About 60 Tatura residents have been the first to see an educational video about Tatura’s World War I Victoria Cross recipient Private Robert Mactier.
The video launch, held at the Mechanics Institute Hall recently, saw Tatura Sacred Heart School students, local Tatura RSL members, Mactier family members and friends gathered to learn more about the life of Pte Mactier in the lead-up to Anzac Day.
The event began as guests were welcomed by City of Greater Shepparton Mayor Kim O’Keeffe.

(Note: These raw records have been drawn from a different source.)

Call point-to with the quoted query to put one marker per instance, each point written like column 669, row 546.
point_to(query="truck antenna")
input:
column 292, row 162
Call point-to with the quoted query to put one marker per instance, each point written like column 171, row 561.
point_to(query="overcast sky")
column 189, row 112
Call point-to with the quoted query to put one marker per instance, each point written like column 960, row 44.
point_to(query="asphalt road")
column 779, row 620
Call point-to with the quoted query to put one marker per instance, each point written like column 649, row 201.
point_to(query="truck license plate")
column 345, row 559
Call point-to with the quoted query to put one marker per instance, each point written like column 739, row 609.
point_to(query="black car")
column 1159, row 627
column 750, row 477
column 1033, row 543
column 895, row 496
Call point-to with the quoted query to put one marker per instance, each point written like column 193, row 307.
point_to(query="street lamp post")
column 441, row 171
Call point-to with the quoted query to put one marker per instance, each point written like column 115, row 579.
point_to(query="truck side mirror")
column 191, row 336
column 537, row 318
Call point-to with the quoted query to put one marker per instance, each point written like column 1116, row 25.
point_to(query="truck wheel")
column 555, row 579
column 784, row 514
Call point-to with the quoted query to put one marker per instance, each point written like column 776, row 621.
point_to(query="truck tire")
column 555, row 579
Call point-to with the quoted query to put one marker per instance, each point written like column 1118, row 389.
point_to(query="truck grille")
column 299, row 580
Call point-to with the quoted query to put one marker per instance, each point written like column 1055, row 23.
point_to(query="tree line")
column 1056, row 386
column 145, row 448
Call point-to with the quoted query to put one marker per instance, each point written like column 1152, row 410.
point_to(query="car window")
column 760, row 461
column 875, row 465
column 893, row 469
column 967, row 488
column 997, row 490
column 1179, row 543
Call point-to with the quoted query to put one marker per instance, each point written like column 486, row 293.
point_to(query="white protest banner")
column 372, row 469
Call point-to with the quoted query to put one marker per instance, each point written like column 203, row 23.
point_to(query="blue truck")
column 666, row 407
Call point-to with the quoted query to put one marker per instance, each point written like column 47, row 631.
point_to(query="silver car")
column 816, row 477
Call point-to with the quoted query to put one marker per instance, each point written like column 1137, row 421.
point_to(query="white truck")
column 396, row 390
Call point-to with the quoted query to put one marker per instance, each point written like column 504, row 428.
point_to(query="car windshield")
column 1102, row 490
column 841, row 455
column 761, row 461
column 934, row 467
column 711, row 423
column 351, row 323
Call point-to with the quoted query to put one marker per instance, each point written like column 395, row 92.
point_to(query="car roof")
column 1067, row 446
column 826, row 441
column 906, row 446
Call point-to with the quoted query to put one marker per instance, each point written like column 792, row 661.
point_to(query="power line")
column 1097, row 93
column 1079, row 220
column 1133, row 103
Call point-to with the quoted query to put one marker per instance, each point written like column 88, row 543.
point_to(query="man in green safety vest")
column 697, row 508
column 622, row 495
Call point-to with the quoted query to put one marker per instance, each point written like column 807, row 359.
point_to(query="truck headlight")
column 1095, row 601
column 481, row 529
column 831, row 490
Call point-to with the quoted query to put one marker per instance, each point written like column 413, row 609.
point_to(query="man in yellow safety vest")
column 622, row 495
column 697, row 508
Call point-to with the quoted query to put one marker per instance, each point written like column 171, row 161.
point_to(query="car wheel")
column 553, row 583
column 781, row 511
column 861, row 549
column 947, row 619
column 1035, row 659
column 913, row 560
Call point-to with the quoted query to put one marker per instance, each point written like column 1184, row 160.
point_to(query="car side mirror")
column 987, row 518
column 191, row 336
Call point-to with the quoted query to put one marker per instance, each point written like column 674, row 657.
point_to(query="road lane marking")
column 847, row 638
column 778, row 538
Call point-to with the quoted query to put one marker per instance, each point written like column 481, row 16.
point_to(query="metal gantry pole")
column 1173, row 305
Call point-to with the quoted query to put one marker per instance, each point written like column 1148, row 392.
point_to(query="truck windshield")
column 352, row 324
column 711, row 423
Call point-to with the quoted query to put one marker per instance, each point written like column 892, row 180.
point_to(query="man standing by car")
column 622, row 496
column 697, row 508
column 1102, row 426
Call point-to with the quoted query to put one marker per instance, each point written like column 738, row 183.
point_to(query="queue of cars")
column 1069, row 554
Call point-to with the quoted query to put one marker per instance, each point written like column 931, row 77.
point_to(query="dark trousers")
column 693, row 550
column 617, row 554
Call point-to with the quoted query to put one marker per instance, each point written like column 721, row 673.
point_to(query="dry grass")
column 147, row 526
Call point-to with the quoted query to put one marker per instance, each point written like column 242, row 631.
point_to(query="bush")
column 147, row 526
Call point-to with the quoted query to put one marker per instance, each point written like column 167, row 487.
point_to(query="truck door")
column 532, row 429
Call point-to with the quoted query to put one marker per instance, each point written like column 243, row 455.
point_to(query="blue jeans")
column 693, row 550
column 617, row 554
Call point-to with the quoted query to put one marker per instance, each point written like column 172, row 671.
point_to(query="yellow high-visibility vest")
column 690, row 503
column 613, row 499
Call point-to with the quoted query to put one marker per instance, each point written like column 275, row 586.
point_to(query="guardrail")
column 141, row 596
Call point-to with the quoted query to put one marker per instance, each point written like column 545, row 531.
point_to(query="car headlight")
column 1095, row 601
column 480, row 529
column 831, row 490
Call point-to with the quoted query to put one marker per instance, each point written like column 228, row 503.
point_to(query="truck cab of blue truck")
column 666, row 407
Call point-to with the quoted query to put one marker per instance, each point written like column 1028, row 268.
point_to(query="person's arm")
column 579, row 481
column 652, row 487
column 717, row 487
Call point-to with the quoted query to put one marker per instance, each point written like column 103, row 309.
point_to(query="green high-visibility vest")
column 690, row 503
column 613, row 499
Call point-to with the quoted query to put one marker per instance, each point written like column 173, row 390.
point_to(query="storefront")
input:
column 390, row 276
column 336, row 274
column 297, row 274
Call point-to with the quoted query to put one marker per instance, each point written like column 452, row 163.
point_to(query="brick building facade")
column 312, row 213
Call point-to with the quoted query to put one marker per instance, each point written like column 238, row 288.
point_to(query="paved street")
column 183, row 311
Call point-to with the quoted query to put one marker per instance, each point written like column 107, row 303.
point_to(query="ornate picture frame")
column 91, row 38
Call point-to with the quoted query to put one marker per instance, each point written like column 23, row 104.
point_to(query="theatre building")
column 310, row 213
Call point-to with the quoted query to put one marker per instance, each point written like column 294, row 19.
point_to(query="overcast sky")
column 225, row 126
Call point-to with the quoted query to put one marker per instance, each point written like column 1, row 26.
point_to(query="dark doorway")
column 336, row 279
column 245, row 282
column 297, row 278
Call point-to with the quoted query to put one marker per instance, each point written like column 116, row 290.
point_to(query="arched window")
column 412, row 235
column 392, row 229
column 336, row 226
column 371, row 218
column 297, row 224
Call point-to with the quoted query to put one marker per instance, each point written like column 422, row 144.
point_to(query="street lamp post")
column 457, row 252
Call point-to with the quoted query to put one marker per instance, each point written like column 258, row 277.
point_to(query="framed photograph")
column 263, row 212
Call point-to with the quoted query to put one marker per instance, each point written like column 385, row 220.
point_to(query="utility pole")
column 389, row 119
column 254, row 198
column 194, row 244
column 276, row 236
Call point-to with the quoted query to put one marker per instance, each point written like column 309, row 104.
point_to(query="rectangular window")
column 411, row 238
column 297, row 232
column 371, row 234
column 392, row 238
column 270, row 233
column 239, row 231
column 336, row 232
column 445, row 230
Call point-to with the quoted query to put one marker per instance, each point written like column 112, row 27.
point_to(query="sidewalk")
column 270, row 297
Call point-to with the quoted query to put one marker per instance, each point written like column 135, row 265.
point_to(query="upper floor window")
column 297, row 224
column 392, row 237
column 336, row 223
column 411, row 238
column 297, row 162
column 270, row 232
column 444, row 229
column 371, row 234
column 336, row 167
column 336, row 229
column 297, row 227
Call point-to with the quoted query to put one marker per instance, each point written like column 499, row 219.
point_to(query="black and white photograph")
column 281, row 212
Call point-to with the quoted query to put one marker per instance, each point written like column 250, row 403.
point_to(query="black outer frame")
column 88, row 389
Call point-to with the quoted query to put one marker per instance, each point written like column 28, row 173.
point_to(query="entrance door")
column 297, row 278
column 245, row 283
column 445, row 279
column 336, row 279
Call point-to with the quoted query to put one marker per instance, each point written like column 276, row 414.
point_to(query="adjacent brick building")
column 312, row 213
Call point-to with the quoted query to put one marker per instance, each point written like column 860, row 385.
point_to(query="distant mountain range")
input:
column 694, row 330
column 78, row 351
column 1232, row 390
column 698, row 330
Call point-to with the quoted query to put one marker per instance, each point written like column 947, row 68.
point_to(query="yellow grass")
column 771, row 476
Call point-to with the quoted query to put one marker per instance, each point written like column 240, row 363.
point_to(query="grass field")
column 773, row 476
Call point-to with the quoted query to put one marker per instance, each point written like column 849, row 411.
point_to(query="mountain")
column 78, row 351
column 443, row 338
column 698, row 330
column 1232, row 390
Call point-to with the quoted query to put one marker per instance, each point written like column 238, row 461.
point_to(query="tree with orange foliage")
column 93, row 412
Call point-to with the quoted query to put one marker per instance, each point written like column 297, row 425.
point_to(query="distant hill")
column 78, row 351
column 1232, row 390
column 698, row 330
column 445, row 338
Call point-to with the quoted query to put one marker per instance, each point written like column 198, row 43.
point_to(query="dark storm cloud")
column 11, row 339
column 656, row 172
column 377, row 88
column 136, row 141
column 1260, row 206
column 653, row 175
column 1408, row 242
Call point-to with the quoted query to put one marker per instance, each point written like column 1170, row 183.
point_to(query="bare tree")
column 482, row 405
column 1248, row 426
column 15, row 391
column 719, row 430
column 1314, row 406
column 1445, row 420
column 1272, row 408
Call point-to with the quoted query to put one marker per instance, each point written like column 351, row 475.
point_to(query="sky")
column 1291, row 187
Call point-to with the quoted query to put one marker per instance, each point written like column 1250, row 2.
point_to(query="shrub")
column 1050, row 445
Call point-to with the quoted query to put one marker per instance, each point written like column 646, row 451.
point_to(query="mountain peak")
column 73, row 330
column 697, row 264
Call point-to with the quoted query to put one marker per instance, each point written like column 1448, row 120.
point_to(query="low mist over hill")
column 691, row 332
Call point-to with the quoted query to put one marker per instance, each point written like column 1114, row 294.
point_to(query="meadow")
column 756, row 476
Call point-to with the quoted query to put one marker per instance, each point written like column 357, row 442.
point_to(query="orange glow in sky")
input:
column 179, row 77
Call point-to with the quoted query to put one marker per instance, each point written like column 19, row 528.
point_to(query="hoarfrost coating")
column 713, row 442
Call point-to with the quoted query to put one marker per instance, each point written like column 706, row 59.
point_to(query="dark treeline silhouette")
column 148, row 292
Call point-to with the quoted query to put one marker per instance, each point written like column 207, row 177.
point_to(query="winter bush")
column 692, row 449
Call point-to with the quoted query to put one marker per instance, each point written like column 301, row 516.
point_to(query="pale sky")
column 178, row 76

In the lead-up to the viewing of the video, RSL Tatura sub-branch member Robert Mathieson took the opportunity to outline the 28-year-old Pte Mactier’s actions during the Battle of Mont St Quentin on September 1, 1918, during which his bravery and initiative under machine gun fire allowed the 23rd Battalion, Australian Imperial Force to attain its jumping off position.
Melbourne-based Ryebuck Media managing director Tim Gurry, who drove the project as a whole, was also in attendance to host the event and share the discoveries he made through creating the video.
Having produced the video specifically to educate young people within the Goulburn Valley, Mr Gurry said he had enjoyed researching and finding out the facts for himself.
He said it was fitting to make a video to help others understand the heroic actions of Pte Mactier.
‘‘For someone to come from a town of, say, 4500 people and achieve an act that is internationally acclaimed, is something really special and it’s something the community need to cling to and focus on in a really positive way,’’ Mr Gurry said.
Following the video two great-nieces of Pte Mactier — Virginia Stedman and Wendy McHugh — spoke to those in attendance and told of their experience in France, where they visited the ground on which Pte Mactier fought and died, and visited his gravestone.
The women also spoke about the many ways Pte Mactier was still honoured and remembered in France for his actions moments before he died.
Sacred Heart Primary School Year 6 student Ryan Skinner said he was pleased to be invited to the event and to be able to learn more about Pte Mactier.
‘‘I learnt a lot more about Robert Mactier than I knew before — it also made me think a lot more, not just about Robert, but a lot more Australian soldiers,’’ Ryan said.
‘‘It was great to hear more about him and the full story about what he did and it’s great to know that not just Australia but France loves him, too.’’
The morning concluded with a song performed by Mr Gurry and his son Matty Gurry before guests shared Anzac biscuits over cups of coffee.